Eirikur Olafsson went to Iceland with missionaries Elders Gisli Einasson (Bjarnason) and Peter Valgardsson. Eirikur was ordained an elder by Elder Gisli Einasson 7 June 1883, according to instructions received from the president of the Scandinavian Mission. He later apostatized.
Eirikur had written a book before returning to Iceland with the missionaries. The book served as a witness for truth and explained the errors of men by means of quotations from the Bible. Eirikur had one thousand copies of his book printed in Copenhagen, Denmark at his own expense of sixty dollars. He sold his books in districts in Iceland that had not been previously visited by Mormon missionaries. When he arrived in Reykjavik he had problems with the local authorities. He conversed with many priests in Iceland about religious topics. They differed much in their conception, and some became very angry with him, while others acknowledged that the Mormon doctrine was right and said they would be baptized as soon as the bishop would. He visited with hundreds of families and conversed with thousands of people concerning the truth and the commandments of God. Many acknowledged that the Mormon doctrines were true, but at the same time believed that their doctrines were good enough to save them.

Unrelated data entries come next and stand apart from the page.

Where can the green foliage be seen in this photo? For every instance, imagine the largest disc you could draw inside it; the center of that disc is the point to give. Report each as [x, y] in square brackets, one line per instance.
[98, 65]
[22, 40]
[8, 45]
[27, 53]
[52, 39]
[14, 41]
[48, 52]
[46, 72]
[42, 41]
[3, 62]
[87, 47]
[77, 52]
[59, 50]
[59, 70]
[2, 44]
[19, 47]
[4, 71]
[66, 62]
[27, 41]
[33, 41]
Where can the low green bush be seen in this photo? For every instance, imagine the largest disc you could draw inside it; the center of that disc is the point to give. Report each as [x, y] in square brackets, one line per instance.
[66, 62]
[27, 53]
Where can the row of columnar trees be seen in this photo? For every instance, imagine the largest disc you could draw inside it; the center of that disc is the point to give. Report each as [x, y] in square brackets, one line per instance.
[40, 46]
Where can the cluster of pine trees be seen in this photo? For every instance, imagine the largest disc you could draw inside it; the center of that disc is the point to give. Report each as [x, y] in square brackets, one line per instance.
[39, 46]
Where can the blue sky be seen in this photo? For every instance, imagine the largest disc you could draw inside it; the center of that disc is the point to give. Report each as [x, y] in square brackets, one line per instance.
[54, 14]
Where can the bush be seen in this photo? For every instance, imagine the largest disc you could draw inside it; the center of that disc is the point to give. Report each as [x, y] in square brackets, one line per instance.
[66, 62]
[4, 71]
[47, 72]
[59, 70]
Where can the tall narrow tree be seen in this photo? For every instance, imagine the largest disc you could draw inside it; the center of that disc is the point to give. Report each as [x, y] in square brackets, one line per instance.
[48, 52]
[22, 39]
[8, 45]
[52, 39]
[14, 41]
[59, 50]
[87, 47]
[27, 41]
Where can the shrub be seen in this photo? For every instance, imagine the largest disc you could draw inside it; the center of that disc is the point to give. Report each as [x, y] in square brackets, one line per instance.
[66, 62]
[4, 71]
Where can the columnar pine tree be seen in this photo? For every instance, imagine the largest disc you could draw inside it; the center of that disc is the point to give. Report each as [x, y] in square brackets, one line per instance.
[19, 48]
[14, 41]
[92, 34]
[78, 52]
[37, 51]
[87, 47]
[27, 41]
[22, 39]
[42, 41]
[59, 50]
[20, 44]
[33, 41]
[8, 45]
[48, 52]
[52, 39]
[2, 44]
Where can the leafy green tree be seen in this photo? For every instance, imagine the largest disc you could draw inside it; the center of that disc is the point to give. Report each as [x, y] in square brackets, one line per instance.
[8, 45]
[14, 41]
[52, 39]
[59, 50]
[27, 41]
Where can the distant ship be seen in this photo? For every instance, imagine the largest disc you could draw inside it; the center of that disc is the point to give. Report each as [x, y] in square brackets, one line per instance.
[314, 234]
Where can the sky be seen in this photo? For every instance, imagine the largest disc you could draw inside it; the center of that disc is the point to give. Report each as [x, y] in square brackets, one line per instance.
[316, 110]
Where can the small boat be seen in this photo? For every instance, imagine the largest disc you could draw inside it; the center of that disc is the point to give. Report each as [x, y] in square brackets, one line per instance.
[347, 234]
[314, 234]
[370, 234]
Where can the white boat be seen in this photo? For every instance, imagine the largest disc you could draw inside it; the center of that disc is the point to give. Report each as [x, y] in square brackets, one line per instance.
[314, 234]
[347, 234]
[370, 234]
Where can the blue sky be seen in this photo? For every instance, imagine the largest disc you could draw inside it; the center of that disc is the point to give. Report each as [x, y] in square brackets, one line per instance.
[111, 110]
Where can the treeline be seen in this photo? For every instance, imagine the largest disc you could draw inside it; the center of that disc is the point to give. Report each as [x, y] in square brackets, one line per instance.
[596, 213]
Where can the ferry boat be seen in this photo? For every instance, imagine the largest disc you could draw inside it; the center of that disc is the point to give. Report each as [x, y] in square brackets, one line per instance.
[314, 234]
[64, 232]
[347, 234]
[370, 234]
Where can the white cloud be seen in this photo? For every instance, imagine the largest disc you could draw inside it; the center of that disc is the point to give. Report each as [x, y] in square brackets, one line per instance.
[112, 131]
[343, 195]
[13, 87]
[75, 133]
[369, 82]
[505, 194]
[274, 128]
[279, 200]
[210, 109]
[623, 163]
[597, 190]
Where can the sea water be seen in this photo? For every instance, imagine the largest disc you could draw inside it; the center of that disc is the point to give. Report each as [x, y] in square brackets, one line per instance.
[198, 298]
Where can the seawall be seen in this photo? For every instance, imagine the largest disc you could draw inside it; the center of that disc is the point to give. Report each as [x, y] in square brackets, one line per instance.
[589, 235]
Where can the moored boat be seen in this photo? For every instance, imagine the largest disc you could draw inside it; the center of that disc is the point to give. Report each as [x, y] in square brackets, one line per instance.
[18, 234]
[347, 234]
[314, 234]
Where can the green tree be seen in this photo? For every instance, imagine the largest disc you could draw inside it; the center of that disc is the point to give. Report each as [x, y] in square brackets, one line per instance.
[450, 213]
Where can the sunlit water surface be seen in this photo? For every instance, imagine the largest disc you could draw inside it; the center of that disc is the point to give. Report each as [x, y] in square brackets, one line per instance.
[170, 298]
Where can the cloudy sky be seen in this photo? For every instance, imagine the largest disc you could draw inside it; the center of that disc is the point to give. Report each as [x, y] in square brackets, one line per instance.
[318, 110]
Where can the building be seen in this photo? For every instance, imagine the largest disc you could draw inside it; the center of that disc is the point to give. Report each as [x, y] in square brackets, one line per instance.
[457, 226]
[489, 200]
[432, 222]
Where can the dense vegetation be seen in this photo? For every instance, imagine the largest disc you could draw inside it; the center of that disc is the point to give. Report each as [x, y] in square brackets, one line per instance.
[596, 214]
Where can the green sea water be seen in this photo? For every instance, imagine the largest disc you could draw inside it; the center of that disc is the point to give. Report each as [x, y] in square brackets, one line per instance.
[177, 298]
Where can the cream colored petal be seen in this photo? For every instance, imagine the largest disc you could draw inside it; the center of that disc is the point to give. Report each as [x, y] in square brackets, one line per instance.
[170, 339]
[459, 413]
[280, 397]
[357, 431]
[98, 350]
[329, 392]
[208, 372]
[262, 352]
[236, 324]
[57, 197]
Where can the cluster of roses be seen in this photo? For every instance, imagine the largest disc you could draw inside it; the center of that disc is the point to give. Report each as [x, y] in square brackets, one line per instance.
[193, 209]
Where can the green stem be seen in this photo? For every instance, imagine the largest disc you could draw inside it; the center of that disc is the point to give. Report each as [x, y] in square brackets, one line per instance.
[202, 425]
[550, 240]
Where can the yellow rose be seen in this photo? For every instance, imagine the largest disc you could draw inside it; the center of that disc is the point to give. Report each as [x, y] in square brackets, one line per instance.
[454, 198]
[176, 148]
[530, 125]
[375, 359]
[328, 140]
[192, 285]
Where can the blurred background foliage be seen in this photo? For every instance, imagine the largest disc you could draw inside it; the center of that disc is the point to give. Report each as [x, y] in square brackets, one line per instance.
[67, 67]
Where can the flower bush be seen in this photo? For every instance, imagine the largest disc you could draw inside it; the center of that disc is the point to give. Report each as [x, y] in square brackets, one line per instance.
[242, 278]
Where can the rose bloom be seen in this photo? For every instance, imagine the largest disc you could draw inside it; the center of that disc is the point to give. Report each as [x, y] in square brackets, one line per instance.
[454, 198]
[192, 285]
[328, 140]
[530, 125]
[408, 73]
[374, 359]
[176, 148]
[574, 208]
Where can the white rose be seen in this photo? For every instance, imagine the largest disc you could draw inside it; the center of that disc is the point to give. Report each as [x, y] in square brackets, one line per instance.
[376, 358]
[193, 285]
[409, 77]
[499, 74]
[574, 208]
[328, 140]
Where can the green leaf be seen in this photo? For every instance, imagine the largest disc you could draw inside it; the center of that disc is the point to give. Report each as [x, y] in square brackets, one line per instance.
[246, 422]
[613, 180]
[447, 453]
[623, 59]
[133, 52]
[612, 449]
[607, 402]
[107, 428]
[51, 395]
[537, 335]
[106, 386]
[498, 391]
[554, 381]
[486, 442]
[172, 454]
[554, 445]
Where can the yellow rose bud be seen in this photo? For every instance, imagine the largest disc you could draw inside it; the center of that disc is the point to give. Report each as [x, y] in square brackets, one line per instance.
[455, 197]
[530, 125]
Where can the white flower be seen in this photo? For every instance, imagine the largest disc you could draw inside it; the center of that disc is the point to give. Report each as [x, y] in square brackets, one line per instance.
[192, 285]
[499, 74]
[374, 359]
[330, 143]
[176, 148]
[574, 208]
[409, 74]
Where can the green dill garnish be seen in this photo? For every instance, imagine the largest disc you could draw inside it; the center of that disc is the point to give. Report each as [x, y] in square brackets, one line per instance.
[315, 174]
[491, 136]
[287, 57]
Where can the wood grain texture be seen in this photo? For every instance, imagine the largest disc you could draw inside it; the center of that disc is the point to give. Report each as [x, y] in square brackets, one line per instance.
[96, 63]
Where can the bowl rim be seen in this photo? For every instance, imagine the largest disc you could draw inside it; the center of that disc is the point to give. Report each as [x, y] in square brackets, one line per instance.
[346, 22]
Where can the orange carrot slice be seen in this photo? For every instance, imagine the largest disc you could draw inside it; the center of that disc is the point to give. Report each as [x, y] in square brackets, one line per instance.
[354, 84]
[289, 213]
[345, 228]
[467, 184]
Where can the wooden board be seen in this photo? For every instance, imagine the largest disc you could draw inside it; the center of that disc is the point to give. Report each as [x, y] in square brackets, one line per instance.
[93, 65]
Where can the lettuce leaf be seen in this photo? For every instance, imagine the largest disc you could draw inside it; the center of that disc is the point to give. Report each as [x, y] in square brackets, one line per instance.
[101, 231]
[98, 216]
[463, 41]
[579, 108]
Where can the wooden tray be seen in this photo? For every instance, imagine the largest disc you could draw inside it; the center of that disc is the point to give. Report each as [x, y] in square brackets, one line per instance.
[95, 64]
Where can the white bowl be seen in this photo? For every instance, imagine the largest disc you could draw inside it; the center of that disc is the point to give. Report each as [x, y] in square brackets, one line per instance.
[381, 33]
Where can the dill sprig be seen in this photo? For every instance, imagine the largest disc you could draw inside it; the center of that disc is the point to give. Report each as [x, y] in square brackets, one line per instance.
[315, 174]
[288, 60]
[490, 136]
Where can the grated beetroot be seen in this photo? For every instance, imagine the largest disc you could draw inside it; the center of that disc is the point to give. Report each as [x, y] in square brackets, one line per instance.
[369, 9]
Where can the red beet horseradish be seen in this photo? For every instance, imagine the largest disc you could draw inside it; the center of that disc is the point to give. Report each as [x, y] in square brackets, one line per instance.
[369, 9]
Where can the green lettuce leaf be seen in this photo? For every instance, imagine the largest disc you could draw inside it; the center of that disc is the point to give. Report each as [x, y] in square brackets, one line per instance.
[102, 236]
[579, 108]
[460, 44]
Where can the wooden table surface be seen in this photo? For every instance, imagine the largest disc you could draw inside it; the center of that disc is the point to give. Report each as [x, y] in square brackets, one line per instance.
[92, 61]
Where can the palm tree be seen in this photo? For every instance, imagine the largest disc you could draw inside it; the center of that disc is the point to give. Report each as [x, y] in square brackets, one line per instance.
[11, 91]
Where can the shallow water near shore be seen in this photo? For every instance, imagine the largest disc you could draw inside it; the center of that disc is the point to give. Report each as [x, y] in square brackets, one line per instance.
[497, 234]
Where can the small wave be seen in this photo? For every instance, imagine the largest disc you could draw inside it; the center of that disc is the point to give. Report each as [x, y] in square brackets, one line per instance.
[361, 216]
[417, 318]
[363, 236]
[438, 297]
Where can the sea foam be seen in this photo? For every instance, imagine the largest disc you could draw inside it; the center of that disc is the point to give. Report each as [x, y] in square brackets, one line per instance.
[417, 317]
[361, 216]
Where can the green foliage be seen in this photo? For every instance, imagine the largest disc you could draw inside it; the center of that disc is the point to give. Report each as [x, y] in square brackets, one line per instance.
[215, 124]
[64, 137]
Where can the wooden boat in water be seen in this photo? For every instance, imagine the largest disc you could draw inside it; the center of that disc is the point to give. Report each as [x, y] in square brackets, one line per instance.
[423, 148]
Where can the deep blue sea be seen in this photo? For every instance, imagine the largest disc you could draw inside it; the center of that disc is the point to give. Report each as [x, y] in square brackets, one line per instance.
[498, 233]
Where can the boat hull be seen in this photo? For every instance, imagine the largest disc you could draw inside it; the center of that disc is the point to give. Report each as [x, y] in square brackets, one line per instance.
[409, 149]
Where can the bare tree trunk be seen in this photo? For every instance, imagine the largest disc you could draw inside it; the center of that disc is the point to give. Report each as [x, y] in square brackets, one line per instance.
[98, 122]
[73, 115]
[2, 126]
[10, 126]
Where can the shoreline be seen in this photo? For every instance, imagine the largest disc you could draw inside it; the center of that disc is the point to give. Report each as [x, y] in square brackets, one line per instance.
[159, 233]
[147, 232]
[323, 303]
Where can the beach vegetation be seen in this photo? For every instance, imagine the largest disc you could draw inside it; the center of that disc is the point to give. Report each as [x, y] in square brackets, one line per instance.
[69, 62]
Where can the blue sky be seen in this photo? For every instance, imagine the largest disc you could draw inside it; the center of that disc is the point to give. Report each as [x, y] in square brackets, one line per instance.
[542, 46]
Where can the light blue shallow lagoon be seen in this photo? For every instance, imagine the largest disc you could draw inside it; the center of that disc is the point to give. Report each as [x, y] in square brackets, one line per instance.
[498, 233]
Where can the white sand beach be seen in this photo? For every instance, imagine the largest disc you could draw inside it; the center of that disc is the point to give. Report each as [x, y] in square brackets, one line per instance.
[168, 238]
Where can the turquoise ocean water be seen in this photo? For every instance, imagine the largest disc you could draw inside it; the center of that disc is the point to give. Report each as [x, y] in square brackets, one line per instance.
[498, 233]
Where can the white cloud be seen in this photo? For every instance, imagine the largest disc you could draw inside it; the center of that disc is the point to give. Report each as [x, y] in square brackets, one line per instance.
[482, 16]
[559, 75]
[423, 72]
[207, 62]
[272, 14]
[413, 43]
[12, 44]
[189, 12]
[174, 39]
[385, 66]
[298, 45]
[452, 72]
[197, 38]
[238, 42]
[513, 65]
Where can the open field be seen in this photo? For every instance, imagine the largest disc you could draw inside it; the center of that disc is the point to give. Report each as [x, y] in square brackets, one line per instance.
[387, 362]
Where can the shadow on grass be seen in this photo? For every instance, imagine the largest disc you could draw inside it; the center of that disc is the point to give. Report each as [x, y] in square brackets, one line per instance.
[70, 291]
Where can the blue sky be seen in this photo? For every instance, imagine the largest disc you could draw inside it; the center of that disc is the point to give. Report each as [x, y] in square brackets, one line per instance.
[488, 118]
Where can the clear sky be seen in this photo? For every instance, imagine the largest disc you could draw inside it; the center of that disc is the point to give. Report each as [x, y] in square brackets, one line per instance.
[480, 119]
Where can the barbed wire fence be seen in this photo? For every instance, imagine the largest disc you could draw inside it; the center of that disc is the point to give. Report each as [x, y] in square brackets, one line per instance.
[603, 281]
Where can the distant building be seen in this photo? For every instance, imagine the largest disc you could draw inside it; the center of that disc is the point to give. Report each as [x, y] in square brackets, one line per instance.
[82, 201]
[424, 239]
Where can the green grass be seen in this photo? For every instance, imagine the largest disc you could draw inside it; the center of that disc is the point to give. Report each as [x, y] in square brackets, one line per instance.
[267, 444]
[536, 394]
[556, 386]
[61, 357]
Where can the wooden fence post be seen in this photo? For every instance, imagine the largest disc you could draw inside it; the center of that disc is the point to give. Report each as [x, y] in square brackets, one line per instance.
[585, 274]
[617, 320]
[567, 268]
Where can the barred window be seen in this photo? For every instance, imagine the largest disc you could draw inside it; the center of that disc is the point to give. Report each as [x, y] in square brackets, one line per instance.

He returned to Spanish Fork, Utah in 1883, where he remained for ten years. He then sold his home and went to visit his son Sveinn, in Independence, Missouri. Eirikur lived with him for a year and then went to Canada. He returned to Iceland and married Gudfinna Saemundsdottir, born 2 October 1865; her parents are Saemundur Jonsson, born 13 June 1829, died 13 November 1906; and Gudfinna Jonsdottir, born 8 June 1824, died 8 August 1878. It is said that when Eirikur married Gudfinna, he wanted a Mormon marriage, as he held the highest office in The Church of Jesus Christ of Latter-day Saints in Iceland at that time. He performed his own marriage ceremony before three witnesses. There was such uproar over it, he wrote to the King of Denmark, telling him of the circumstance. The King sent back his approval of the marriage. A circular was printed with this sanction on it and delivered with the morning paper.
Eirikur later apostiziesed from the Mormon Faith and published another book, tearing to pieces all that he had written and published the first time. The books written by Eirikur were used as research by Halldor Laxness when he wrote Paradise Reclaimed in 1960. Eirikur was one of the characters the novel.
Eirikur was generally known as Eirikur from Brunum. Eirikur died in Iceland 14 October 1900 in Reykjavik. He is number 291 in Icelanders of Utah.